Senate Judiciary Committee Advances Bill To Allow News Outlets To Collectively Negotiate With Big Tech –

The Senate Judiciary Committee approved legislation that would exempt news organizations from antitrust laws and allow them to negotiate deals with tech platforms.

The Journalism Competition and Preservation Act passed in a 15-7 vote, with bipartisan support.

“We actually share the view that this is not about content. It’s about negotiating prices,” said Sen. Amy Klobuchar (D-MN), one of the bill’s key co-sponsors. .

He said the bill aims to “allow local news organizations to get paid when big titans like Facebook and Google, monopolies, get access to their content. It’s supposed to facilitate communication about that content.” was not about

He proposed an amendment clarifying that the bill only focuses on compensation for news organizations, not content. That allayed concerns from Sen. Ted Cruz (R-TX) that the legislation could be used as a shield “for more censorship.” He ultimately voted in favor of the legislation.

The bill creates a “safe harbor” for newspapers, broadcast stations and digital journalism outlets from antitrust laws for a period of eight years.

Similar legislation has failed to advance in recent years, but a revised version was introduced last month. The new legislation limits the size of news outlets that can bargain collectively, banning news outlets with more than 1,500 full-time employees. This would require so-called “gatekeeper platforms” — namely Google and Facebook — to negotiate in “good faith” with these news organizations. Platforms are defined as those with at least 50 million US-based users or subscribers, or those with a worldwide market cap of more than $550 billion or at least 1 billion Owned or controlled by monthly active users.

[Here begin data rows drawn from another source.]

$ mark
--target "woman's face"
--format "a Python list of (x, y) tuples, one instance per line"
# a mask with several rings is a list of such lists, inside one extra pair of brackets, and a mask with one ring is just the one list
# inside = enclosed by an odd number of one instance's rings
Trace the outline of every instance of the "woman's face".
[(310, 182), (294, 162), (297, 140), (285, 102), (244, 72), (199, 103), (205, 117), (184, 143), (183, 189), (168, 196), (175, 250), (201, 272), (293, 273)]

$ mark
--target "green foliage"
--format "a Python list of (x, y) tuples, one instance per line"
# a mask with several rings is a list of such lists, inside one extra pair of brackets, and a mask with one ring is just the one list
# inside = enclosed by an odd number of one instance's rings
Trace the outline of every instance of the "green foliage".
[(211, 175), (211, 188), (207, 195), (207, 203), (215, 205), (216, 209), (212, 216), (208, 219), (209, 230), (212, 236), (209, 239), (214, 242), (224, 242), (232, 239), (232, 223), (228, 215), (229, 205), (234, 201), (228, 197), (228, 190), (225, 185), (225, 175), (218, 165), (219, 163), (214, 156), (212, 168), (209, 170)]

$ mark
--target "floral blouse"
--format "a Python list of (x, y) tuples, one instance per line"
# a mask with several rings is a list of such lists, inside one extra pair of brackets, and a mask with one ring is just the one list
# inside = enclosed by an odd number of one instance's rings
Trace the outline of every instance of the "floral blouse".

“Our bipartisan legislation ensures that media outlets can band together and negotiate fair compensation from the big tech companies that profit from their news content,” Klobuchar said in a statement after the vote. will, allowing journalists to continue their important work of keeping communities informed.”

A similar bill has been introduced in the House.

Tech platforms opposed the move. “Exempting newspapers from antitrust laws would encourage collusion to control legitimate news and reduce competition,” Jennifer Hiddleston, police counsel for Internet industry group NetChoice, said in a statement. In an effort to advance Republicans support this bill.